Royal Air Force Matching or more simply RAF Matching is a former Royal Air Force station located  east of Harlow, Essex and  northeast of London.

Opened in 1944, it was used by both the Royal Air Force and United States Army Air Forces.  During the war it was used primarily as a bomber airfield.  After the war it was closed in 1946.

Today the remains of the airfield are located on private property being used as agricultural fields.

History

USAAF use
Matching was known as USAAF Station AAF-166 for security reasons by the USAAF during the war, and by which it was referred to instead of location.  Its USAAF Station Code was "MT".

391st Bombardment Group
The first combat organisation, the 391st Bombardment Group, arrived at Matching on 26 January 1944 from Goodman AAF, Kentucky flying Martin B-26 Marauders.  Operational squadrons of the group were:
 572d Bombardment Squadron (P2)
 573d Bombardment Squadron (T6)
 574th Bombardment Squadron (4L)
 575th Bombardment Squadron (O8)

The group marking was a yellow triangle painted on the tail fin of their B-26s.

The first mission was flown on 15 February and 150 more were completed before the group moved into France in late September 1944.  The group moved onto the continent, transferring to Roye/Amy, France (ALG A-73) on 19 September 1944.  The group then switched to Douglas A-26 Invaders and flew its last mission on 3 May 1945 from Asche, Belgium (ALG Y-29).

The 391st Bomb Group returned to the United States in October and was inactivated at Camp Shanks, New York on 25 October 1945.

With the move of the 391st to France, this was the end of Matching airfield's association with the Ninth Air Force as a combat airfield.

Royal Air Force use
Douglas C-47 Skytrains of IX Troop Carrier Command were detached to Matching later in 1944 for exercises with British paratroops. In 1946 the airfield was closed and sold to private owners.

Post war

With the facility released from military control, it was rapidly returned to agricultural use and the concrete was soon removed for road hardcore but the hangar on the technical site survived for farm use. However, in the late 1980s the T-2 Hangar was dismantled and re-erected at North Weald for Aces High where it was used for TV productions, including 'The Crystal Maze' set.

Current use

The control tower still stands a half century after it was built and for some years has been used for radar experiments by Cossor Electronics. Many remaining Nissen Huts and corrugated roof buildings in the former technical site are now used for small industrial units, farming and storage along with the water tower.

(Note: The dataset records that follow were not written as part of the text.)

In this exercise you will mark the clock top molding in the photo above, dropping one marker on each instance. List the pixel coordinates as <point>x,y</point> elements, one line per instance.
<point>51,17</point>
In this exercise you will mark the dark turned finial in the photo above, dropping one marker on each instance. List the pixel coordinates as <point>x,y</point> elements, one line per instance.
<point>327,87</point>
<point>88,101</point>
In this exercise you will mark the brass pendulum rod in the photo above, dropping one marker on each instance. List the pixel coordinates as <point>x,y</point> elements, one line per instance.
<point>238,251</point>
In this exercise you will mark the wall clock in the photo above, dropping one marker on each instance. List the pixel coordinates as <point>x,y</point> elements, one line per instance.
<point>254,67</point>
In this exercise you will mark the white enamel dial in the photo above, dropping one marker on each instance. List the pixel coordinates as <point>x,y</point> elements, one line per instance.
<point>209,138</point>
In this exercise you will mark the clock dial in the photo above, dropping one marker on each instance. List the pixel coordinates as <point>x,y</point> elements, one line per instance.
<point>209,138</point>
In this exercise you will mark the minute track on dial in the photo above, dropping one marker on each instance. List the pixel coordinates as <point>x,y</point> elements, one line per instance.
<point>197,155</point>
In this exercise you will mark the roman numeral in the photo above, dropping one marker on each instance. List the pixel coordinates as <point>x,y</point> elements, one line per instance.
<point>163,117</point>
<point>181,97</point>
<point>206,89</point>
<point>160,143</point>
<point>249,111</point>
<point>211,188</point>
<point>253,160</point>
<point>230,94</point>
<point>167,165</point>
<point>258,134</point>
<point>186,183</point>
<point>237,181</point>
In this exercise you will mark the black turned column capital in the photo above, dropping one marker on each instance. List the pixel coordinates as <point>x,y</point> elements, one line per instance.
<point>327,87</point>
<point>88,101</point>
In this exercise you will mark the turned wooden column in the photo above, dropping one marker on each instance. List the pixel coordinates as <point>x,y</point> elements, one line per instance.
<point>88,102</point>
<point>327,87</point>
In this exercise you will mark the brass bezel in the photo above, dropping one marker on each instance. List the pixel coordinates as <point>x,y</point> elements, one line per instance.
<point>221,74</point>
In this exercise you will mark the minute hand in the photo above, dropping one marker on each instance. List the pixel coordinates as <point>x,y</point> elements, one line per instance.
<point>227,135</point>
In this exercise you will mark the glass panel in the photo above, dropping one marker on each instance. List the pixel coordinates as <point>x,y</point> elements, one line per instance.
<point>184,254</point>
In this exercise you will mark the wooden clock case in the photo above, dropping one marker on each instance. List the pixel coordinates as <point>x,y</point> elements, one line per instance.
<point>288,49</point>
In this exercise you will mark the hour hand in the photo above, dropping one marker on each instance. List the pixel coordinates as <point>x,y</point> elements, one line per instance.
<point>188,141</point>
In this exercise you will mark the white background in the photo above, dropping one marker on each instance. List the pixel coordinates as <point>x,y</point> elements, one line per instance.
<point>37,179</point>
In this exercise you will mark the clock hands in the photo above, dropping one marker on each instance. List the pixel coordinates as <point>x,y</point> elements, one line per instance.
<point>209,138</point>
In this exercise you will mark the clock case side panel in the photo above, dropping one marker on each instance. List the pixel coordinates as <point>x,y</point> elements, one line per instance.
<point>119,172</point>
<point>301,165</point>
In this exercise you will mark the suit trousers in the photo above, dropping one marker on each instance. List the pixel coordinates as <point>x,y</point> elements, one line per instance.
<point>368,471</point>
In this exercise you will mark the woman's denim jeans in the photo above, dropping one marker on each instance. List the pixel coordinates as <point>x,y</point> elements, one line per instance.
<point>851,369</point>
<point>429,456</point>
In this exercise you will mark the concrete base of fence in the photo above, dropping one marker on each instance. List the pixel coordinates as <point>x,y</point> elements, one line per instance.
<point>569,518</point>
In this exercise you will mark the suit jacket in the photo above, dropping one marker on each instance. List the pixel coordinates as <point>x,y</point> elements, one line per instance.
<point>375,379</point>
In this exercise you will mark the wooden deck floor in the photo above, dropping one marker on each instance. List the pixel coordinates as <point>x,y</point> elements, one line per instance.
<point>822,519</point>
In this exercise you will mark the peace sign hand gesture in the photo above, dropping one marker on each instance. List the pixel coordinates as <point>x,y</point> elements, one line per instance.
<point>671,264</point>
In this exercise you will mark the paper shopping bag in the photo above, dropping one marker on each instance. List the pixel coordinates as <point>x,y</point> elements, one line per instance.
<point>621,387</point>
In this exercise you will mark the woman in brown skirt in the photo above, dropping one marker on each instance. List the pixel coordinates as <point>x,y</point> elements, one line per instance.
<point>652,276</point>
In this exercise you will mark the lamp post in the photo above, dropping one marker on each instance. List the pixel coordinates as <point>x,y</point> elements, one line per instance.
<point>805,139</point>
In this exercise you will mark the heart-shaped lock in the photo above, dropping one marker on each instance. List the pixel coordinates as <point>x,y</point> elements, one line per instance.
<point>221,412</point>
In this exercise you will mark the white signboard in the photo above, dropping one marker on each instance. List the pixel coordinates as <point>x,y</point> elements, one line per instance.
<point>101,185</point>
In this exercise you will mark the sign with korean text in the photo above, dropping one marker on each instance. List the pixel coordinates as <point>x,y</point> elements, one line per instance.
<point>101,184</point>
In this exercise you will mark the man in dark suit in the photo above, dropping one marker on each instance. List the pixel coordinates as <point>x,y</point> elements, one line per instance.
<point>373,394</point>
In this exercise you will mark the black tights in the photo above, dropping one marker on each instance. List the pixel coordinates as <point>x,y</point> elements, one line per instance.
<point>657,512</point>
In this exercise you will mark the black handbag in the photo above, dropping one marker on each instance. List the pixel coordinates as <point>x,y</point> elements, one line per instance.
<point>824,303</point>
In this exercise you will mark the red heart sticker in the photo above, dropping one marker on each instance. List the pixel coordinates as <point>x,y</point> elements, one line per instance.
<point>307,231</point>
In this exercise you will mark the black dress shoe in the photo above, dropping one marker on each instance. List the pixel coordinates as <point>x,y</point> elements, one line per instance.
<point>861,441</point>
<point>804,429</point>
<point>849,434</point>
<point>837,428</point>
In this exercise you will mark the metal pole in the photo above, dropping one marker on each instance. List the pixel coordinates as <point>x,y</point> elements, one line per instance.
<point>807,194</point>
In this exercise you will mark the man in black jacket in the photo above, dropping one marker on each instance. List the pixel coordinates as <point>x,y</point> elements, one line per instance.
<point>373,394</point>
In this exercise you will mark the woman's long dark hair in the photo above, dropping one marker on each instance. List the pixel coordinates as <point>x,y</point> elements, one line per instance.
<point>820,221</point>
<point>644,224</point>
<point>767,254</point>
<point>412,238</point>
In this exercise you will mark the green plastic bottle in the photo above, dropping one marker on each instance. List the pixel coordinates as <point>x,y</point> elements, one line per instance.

Part of the main runway (03/21) that remains is now used as a public road and another surviving portion was used for heavy goods vehicle instruction.  Many single-width sections of the perimeter track are used for agricultural vehicles.  However very little of the runways, perimeter track or dispersal hardstands of the former airfield survive.  Even in aerial photography, there is very little evidence of the airfield's existence.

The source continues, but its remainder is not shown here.